VCFX_merger¶
Overview¶
VCFX_merger is a tool for merging multiple VCF files by variant position. It combines multiple VCF files while maintaining proper sorting by chromosome and position, and preserves the VCF header information from the first input file.
New in v1.1: The tool now supports streaming K-way merge for handling pre-sorted files with O(num_files) memory usage, enabling merging of 50GB+ files without loading them entirely into memory.
Usage¶
VCFX_merger --merge file1.vcf,file2.vcf,... [options] > merged.vcf
Options¶
| Option | Description |
|---|---|
-m, --merge |
Comma-separated list of VCF files to merge |
-s, --assume-sorted |
Assume input files are already sorted by (CHROM, POS). Enables streaming K-way merge with O(num_files) memory for large files. |
-n, --natural-chr |
Use natural chromosome ordering (chr1 < chr2 < chr10) instead of lexicographic ordering |
-h, --help |
Display help message and exit (handled by vcfx::handle_common_flags) |
-v, --version |
Show program version and exit (handled by vcfx::handle_common_flags) |
Description¶
VCFX_merger reads multiple VCF files and combines them into a single output file while:
- Preserving the VCF header information from the first input file
- Sorting all variants by chromosome and position
- Maintaining the original VCF format and field structure
- Handling multiple input files efficiently
The tool offers two merge strategies:
Default Mode (In-Memory)¶
- Loads all variants from all files into memory
- Sorts the combined variants
- Suitable for small to medium files
- Works with unsorted input files
Streaming Mode (--assume-sorted)¶
- Performs K-way merge using a min-heap priority queue
- Only keeps one line per input file in memory
- Memory usage: O(num_files) regardless of file sizes
- Requires pre-sorted input files for correct results
- Enables merging files larger than available RAM
Performance Improvements¶
Streaming K-way Merge¶
When using --assume-sorted, the tool implements an efficient streaming merge:
- One line per file: Only the current line from each input file is held in memory
- Min-heap comparison: Uses a priority queue to always output the smallest variant
- Linear I/O: Each line is read and written exactly once
- Constant memory: Memory usage is O(num_files), typically ~100KB for 10 files
Performance Characteristics¶
| Mode | Memory Usage | Requirements |
|---|---|---|
| Default | O(total_variants) | None - handles unsorted input |
--assume-sorted |
O(num_files) | Input files must be sorted |
When to Use Streaming Mode¶
- Input files are already sorted (e.g., output from bcftools, VCFX_sorter)

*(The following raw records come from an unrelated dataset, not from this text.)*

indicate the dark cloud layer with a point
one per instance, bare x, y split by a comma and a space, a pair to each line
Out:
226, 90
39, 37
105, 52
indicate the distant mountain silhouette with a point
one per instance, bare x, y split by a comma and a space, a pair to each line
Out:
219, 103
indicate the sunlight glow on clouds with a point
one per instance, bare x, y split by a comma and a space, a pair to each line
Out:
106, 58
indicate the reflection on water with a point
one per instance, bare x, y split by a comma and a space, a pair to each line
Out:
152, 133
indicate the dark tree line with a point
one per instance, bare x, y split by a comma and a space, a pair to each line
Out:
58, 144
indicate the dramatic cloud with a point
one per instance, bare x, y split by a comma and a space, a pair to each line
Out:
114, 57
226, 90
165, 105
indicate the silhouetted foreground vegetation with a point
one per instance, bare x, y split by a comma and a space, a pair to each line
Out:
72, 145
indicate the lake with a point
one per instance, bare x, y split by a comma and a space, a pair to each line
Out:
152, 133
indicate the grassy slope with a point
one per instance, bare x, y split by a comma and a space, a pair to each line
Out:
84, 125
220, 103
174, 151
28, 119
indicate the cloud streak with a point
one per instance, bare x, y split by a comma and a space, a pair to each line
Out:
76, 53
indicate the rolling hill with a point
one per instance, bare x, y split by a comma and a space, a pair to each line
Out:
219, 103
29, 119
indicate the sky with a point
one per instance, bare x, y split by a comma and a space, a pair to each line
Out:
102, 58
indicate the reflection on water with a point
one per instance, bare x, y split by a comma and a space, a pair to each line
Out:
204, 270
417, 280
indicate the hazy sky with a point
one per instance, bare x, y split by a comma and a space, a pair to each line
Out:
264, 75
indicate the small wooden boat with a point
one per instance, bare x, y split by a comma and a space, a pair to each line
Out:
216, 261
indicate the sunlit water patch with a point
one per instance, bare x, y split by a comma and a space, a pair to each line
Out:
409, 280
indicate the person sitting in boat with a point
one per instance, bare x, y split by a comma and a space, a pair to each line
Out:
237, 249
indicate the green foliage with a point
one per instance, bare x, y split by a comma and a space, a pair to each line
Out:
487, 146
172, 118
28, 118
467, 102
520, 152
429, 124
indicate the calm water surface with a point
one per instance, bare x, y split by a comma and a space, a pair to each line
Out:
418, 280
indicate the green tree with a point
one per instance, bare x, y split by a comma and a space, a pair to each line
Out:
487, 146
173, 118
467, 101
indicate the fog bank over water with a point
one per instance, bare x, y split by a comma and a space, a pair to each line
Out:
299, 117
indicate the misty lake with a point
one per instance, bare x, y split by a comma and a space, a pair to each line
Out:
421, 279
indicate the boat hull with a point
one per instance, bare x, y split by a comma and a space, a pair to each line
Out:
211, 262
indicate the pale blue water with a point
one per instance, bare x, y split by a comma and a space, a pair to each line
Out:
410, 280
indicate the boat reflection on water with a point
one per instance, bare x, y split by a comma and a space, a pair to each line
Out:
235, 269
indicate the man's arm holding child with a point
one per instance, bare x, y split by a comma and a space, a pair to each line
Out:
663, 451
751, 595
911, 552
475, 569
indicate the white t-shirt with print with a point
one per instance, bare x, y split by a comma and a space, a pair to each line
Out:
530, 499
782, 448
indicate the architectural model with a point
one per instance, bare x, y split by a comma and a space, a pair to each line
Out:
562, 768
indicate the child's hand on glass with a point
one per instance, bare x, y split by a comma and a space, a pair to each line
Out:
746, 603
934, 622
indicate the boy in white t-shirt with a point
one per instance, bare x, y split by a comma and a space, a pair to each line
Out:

- Working with very large files (>1GB each)
- Limited available memory
- Merging many files simultaneously
Input Requirements¶
- All input files must be in valid VCF format
- Files should have consistent header structures
- The first file's header information will be used in the output
- Files can contain any number of variants
- For streaming mode: All input files MUST be sorted by (CHROM, POS)
Output Format¶
The output is a standard VCF file with: - Header information from the first input file - All variants sorted by chromosome and position - Original VCF format preserved - Tab-delimited fields maintained
Examples¶
Basic Usage (Default Mode)¶
Merge two VCF files (unsorted input allowed):
VCFX_merger --merge sample1.vcf,sample2.vcf > merged.vcf
Multiple Files¶
Merge three or more VCF files:
VCFX_merger --merge file1.vcf,file2.vcf,file3.vcf > combined.vcf
Streaming Merge for Large Pre-Sorted Files¶
Merge large pre-sorted files with minimal memory usage:
VCFX_merger --merge sorted1.vcf,sorted2.vcf --assume-sorted > merged.vcf
Streaming Merge with Natural Chromosome Ordering¶
Merge pre-sorted files using natural chromosome order:
VCFX_merger --merge file1.vcf,file2.vcf --assume-sorted --natural-chr > merged.vcf
Pipeline with Sorting¶
Pre-sort files then merge for optimal performance:
# Sort individual files first
VCFX_sorter < sample1.vcf > sample1_sorted.vcf
VCFX_sorter < sample2.vcf > sample2_sorted.vcf
# Then merge with streaming mode
VCFX_merger --merge sample1_sorted.vcf,sample2_sorted.vcf --assume-sorted > merged.vcf
Merging Many Large Files¶
Efficiently merge 10+ large files:
VCFX_merger --merge chr1.vcf,chr2.vcf,chr3.vcf,chr4.vcf,chr5.vcf,\
chr6.vcf,chr7.vcf,chr8.vcf,chr9.vcf,chr10.vcf --assume-sorted > combined.vcf
Integration with Other Tools¶
Merge files and then validate the result:
VCFX_merger --merge sample1.vcf,sample2.vcf | VCFX_validator > final.vcf
Error Handling¶
The tool handles various error conditions:
- Missing input files: Reports an error if any specified input file cannot be opened
- Invalid VCF format: Preserves the original format but does not validate it
- Empty files: Handles empty input files gracefully
- Missing --merge argument: Displays help message
- Malformed lines: Lines with unparseable CHROM/POS are skipped with a warning
Performance Considerations¶
Default Mode¶
- Memory usage scales with the number of variants across all input files
- Processing time depends on the total number of variants and the number of input files
- Files are processed sequentially to collect variants
- Sorting is performed in memory after all variants are collected
Streaming Mode (--assume-sorted)¶
- Memory usage is constant: O(num_files)
- Processing time is O(n log k) where n is total variants and k is number of files
- Each file is streamed from disk without full loading
- Optimal for merging large pre-sorted files
Recommended Usage¶
| Scenario | Recommended Mode |
|---|---|
| Small files, unsorted | Default mode |
| Large files, pre-sorted | --assume-sorted |
| Limited memory | --assume-sorted (pre-sort if needed) |
| Many files (>10) | --assume-sorted |
Limitations¶
- Only supports standard VCF format files
- Does not perform VCF validation (use VCFX_validator for validation)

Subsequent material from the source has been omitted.